I have a program which does backtracking search in a recursive function.  I followed the chapter in "Real World Haskell" to parallelize it.

Without Control.Parallel, it uses about 25% of the CPU, namely one core out of four. With the suggestions in RWH it runs faster but still uses only 35% of the CPU max. 

So I set about creating a MWE in order to experiment and reach out for help. For some reason, my stripped down program isn't working with parallelism at all! 

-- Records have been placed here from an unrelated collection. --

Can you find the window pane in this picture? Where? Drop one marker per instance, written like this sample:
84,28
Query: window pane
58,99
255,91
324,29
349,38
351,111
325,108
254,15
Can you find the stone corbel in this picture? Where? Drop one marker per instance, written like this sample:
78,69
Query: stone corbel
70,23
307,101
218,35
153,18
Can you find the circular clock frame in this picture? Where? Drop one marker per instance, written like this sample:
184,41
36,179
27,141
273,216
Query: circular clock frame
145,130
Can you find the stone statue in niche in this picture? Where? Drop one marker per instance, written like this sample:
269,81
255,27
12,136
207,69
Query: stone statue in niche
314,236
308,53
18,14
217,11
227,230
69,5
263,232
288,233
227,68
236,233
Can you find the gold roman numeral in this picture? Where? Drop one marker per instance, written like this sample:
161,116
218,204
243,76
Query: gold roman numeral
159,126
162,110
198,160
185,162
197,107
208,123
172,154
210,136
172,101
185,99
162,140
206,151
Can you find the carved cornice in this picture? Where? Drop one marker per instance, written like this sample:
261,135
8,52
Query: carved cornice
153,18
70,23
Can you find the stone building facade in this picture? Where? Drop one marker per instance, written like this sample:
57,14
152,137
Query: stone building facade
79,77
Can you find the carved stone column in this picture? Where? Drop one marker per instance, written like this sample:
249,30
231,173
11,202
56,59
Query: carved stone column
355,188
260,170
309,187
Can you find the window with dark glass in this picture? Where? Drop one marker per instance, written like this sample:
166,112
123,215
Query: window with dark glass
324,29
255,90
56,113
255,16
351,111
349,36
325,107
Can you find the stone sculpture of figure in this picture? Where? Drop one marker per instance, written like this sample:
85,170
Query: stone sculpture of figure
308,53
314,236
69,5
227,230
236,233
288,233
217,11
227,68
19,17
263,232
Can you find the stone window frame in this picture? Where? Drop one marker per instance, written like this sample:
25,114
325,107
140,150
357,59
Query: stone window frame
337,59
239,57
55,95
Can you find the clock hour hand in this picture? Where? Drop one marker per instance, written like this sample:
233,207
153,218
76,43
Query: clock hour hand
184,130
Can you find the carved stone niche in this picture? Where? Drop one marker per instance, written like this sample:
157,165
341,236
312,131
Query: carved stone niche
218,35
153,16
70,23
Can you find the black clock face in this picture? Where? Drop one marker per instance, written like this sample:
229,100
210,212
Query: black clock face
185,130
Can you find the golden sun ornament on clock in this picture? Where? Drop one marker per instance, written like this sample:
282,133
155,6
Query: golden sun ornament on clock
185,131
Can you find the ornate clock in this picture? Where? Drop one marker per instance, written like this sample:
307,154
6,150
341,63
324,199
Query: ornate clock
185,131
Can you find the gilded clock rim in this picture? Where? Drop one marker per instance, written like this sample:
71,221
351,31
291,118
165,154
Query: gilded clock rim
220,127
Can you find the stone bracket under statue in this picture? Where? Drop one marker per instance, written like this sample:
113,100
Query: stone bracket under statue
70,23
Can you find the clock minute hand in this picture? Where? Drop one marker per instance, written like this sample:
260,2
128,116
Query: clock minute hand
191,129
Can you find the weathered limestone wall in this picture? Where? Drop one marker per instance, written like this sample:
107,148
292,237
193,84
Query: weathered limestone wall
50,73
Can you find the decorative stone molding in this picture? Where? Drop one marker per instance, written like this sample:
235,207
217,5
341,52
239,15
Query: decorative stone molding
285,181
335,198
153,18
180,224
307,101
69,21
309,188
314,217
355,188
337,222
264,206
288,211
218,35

There's no effect from the R.W.H. ideas. Can I get some suggestions as to why? 

Here's the program:
--------------------------------------------
import qualified Data.List as L
import Text.Printf
import System.CPUTime
import Data.Function
import Control.Parallel

-- Run backtracking search for a list of doubles, optimizing a 
-- fitness function on the list, called 'evalFunc'. At each step, use 'stepFunc' 
-- to generate a list of possible next Doubles that can be added to the list. 
-- We are done when the list has 'finalSize' elements.
search1_par :: Int ->
  ([Double] -> Double) -> ([Double] -> [Double]) -> [Double] -> (Double,[Double])
search1_par finalSize evalFunc stepFunc listIn
  | length listIn == finalSize = (evalFunc listIn,listIn)
  | otherwise = 
      let steps = stepFunc listIn
          (steps1,steps2) = divideListInTwo steps
          f s = search1_par finalSize evalFunc stepFunc $ s:listIn
          results1 = map f steps1
          results2 = map f steps2
          results = force results1 `par` (force results2 `pseq` (results1++results2))
      in L.maximumBy (compare `on` fst) results
  
force :: [a] -> ()
force xs = go xs `pseq` ()
  where go (_:xs) = go xs
        go [] = 1

divideListInTwo :: [a] -> ([a],[a])
divideListInTwo [] = ([],[])
divideListInTwo xs = (take l xs,drop l xs) where l = length xs `div` 2

---------------------------------------------
-- some sample evaluation (fitness) functions and step generation functions.

eval1 :: [Double] -> Double
eval1 xs = v1 - v2 + v3
  where
    v1 = sum $ zipWith (*) (cycle [1]) xs
    v2 = sum . map (*2) $ zipWith (*) (cycle [1,0]) xs
    v3 = sum . map (*3)  $ zipWith (*) (cycle [1,0,0]) xs


step1 :: [Double] -> [Double]
step1 xs | l == 0 = take 8 $ xs
         | l == 1 = take 8 $ map (/2) xs
         | l == 2 = take 8 $ map (*3) xs
  where
    l = length xs `mod` 3
--------------------------------------------------------------------------------
-- main

main = do
  t1 <- getCPUTime
  let f :: Double -> String
      f x = printf "%5.1f" x
      (_,result) = search1_par 13 eval1 step1 [1,2,3]
  putStrLn $ concatMap f result
  t2 <- getCPUTime
  putStrLn $ printf "CPU time: %.3f" ((fromIntegral $ t2-t1) / 1000000000000 :: Double)